Читайте также:
|
|
ПЕРВОНАЧАЛЬНЫЙ СМЫСЛ ПОНЯТИЯ «СЕРЕБРЯНЫЙ ВЕК РУССКОЙ ПОЭЗИИ»
В своей апологии того типа творчества, который он отождествлял с «серебряным веком», Н. А. Оцуп (1933: 176), как было показано в предыдущей главе, утверждал, что серебряный век означает тяжкий труд и сдавленный от усилия голос, а вовсе не «ювелирную отделку» «недолговечных и прелестных вещиц» (в эмиграции Оцуп тут метил, очевидно, в Бунина и его ценителей).
В этой частности Оцуп верен античной традиции разграничения между золотым и серебряным веком. Согласно «историософскому» мифу Гесиода, действительно, земля в золотой век сама собой приносила обильный урожай, а люди трудились, сколько хотели, лишь собирая его, точно так же как за художника эпохи ренессанса, в представлении Оцупа, действовала «стихия». По «Метаморфозам» Овидия (но не по «Трудам и дням» Гесиода, согласно которому «серебряное поколение» отличалось ребячеством и нечестивостью), человек стал заниматься трудом и пахать землю в серебряный век, когда Юпитер вместо древней бессменной весны золотого века создал четыре времени года.
Люди, однако, в оцуповской последовательности веков остаются все тем же племенем. В золотой век художники не более одарены, чем в серебряный: «И в тот, и в другой - люди друг друга стоют. Вряд ли первые другой природы, чем вторые» (Оцуп 1933: 175). Здесь сходство с классическим преданием у Оцупа кончается.

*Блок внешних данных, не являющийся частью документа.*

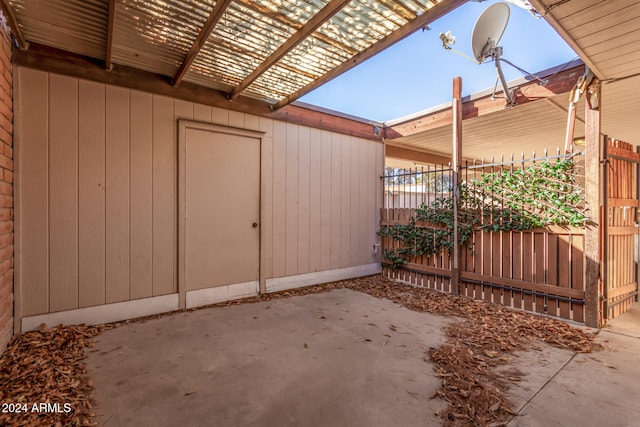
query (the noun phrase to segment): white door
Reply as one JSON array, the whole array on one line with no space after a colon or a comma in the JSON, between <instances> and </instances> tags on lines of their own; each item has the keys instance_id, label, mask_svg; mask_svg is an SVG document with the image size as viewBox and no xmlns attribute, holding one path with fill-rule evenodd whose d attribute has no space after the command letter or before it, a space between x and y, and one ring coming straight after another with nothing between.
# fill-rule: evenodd
<instances>
[{"instance_id":1,"label":"white door","mask_svg":"<svg viewBox=\"0 0 640 427\"><path fill-rule=\"evenodd\" d=\"M191 122L181 122L180 133L183 289L233 285L241 293L242 289L255 293L260 243L259 135ZM230 292L223 297L232 297ZM216 299L224 299L219 296Z\"/></svg>"}]
</instances>

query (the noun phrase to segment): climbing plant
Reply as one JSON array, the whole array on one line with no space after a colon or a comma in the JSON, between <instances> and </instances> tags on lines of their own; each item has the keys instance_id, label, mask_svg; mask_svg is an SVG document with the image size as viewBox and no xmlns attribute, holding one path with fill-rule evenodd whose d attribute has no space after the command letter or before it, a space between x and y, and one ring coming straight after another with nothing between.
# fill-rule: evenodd
<instances>
[{"instance_id":1,"label":"climbing plant","mask_svg":"<svg viewBox=\"0 0 640 427\"><path fill-rule=\"evenodd\" d=\"M458 241L473 250L476 229L526 231L550 225L583 226L584 190L577 182L571 159L545 160L517 169L480 174L462 183L458 196ZM394 267L412 256L432 255L453 249L452 197L438 197L415 210L406 224L387 226L384 237L401 242L383 256Z\"/></svg>"}]
</instances>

Разумеется, уже римляне, переводя гесиодовское греческое слово genos 'род, племя, поколе-ние' латинским aetas или aeculum, привнесли, по посторонней и, быть может, вовсе не обязательной ассоциации, в первоначальное, чисто антропологическое содержание сменяющейся «единицы преемственности», на которой у Гесиода был основан «историцистский миф» (Lamberton 1988: 116—118), добавочный временной смысл. Saeculum и aetas, «Век человеческий, век исторический, столетие, дух времени» и «время жизни, возраст, пора», подразумевают более или менее длительный период времени, а также его содержание и нравственную ценность (ср.: Гуревич 1972: 85 сл. — о понятии verb'ld и old у древних скандинавов).

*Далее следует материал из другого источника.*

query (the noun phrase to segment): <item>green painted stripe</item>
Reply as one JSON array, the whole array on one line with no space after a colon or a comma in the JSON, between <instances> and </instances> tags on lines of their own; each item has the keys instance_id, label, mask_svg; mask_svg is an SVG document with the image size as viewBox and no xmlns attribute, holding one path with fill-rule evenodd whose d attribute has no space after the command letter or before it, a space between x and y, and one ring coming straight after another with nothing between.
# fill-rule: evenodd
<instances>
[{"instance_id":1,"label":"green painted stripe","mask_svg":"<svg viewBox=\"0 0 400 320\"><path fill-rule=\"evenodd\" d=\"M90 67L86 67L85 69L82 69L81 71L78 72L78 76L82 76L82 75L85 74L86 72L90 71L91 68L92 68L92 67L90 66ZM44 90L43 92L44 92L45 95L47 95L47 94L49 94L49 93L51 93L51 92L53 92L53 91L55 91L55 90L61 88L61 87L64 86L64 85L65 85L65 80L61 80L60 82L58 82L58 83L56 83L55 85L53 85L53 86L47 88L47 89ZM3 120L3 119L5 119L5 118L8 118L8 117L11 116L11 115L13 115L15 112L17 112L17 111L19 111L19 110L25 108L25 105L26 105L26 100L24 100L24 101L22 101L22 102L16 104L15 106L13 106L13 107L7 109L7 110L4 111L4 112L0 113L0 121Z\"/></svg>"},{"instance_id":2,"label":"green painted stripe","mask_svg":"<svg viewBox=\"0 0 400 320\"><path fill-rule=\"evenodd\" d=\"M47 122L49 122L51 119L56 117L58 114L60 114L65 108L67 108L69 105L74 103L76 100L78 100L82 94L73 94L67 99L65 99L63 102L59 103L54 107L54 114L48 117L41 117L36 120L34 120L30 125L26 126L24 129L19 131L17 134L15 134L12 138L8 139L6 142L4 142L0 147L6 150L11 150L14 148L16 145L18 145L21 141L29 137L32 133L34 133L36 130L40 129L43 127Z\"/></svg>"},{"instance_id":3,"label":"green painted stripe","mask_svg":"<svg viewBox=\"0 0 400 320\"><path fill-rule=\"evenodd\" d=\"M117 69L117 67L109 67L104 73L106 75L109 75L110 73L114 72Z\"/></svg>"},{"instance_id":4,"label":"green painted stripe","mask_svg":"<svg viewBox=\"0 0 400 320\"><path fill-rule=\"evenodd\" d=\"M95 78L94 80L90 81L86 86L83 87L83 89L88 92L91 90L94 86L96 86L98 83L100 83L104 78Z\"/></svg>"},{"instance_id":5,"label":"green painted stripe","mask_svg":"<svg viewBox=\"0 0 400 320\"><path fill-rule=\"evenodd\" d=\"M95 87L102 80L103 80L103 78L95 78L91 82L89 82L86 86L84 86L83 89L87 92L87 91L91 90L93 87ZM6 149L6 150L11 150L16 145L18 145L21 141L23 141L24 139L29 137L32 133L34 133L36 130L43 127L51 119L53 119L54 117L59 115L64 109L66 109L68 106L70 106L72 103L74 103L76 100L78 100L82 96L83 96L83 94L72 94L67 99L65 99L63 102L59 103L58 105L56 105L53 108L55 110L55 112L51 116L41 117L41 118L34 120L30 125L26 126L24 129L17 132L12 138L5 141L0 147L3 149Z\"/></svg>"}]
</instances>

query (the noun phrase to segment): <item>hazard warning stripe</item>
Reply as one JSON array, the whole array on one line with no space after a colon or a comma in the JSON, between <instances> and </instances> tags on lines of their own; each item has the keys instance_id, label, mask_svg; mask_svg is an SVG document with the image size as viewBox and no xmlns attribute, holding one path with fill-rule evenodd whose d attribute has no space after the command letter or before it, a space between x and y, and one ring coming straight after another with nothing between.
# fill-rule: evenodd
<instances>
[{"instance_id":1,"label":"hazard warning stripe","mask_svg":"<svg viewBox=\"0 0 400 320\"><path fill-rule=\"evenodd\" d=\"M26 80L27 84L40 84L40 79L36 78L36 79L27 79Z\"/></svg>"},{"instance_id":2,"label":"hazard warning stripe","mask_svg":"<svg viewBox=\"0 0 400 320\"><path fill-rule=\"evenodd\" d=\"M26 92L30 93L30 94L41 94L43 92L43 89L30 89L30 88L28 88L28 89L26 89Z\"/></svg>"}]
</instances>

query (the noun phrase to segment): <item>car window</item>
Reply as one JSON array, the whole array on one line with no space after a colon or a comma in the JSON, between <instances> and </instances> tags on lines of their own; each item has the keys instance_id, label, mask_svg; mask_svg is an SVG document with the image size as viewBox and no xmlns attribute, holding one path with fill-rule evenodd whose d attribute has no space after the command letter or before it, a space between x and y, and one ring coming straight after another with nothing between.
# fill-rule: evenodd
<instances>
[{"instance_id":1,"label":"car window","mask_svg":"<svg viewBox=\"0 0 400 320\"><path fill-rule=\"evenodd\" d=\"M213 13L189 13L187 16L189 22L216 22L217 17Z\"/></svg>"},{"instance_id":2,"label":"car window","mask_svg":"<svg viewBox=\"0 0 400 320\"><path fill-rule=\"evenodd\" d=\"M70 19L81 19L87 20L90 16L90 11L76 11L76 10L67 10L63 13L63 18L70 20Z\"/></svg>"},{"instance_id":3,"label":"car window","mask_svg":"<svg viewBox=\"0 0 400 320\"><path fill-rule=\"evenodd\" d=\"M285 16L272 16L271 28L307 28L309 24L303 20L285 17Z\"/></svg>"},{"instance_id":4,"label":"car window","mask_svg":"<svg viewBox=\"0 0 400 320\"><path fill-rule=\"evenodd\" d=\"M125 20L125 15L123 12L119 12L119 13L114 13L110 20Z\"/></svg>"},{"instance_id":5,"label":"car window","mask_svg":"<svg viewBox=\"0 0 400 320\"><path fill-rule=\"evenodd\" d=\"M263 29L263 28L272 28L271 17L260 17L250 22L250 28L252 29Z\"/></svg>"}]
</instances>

Сознавал ли Оцуп, какое значение имеет эта проблема для его выводов, и был ли осведомлен о таких мифологических аналогиях изложенной им концепции серебряного века как, например, соответствие между золотом и серебром, с одной стороны, и божественным духом и человеческим, с другой, не очень важно историку, как не имело значения и для пего самого. Нарочитая неточность и кокетливое невежество были в моде у того направления в эмигрантской словесности, которое представляли «Числа», а последователи Адамовича даже щеголяли незнанием азов в пику таким «педантам» как Ходасевич. Оцуп (1961а: 233) мог и на самом закате дней своих (в статье 1958 г. «Венец Пастернака») бестрепетно написать: «Главу мою венчай дельфийским лавром. Эти слова Пушкина понятны всем литераторам на Западе».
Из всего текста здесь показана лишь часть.